Great cinema sound often happens serendipitously. In the early 1990s, Boyes was at Marine World in Vallejo recording baby-elephant sounds for "Jurassic Park." Just as he walked away, his recorder still running, the elephant let out a "great little roar" that would end up coming out of the sharp-toothed mouth of a Tyrannosaurus Rex in the blockbuster movie. Audiences loved the roar, which would set the standard for T-rex vocalizations and brand Boyes as the go-to guy for dinosaur sound.

"What I'm doing right now in a studio is creating sound for a giant dinosaur flying bird. I'm using a sea otter, a whale below water, and a penguin. Some of them I recorded myself. I keep [the sounds] like little pieces of food that I'm going to make a soup out of."

Proctor encourages sound enthusiasts who want to get into the film business to carve their own path. "Be flexible and eclectic. Put your thumbs in a lot of different pies," he says.
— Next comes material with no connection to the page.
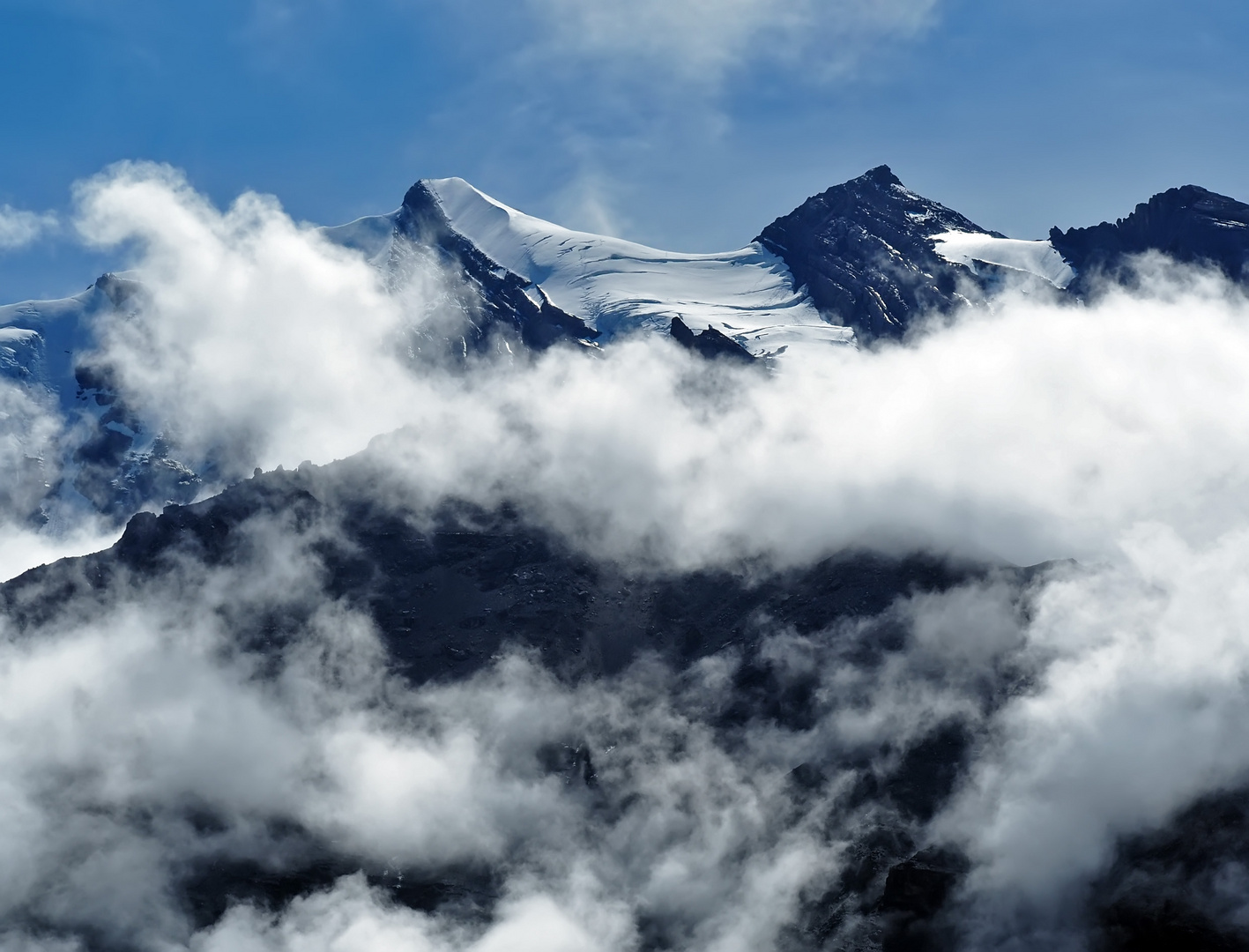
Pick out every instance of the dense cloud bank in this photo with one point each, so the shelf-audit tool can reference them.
(149, 733)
But if you're looking for public recognition, he advises, you might be happier choosing a different career. If you asked a typical moviegoer to name one sound designer or mixer or editor, you'd probably get a blank stare. That's fine with Murphy.

"I think that most of us are pretty content to be anonymous and go off and do our work in a high-quality way that contributes to the story-telling, and let the public enjoy the film not knowing what it took to make it."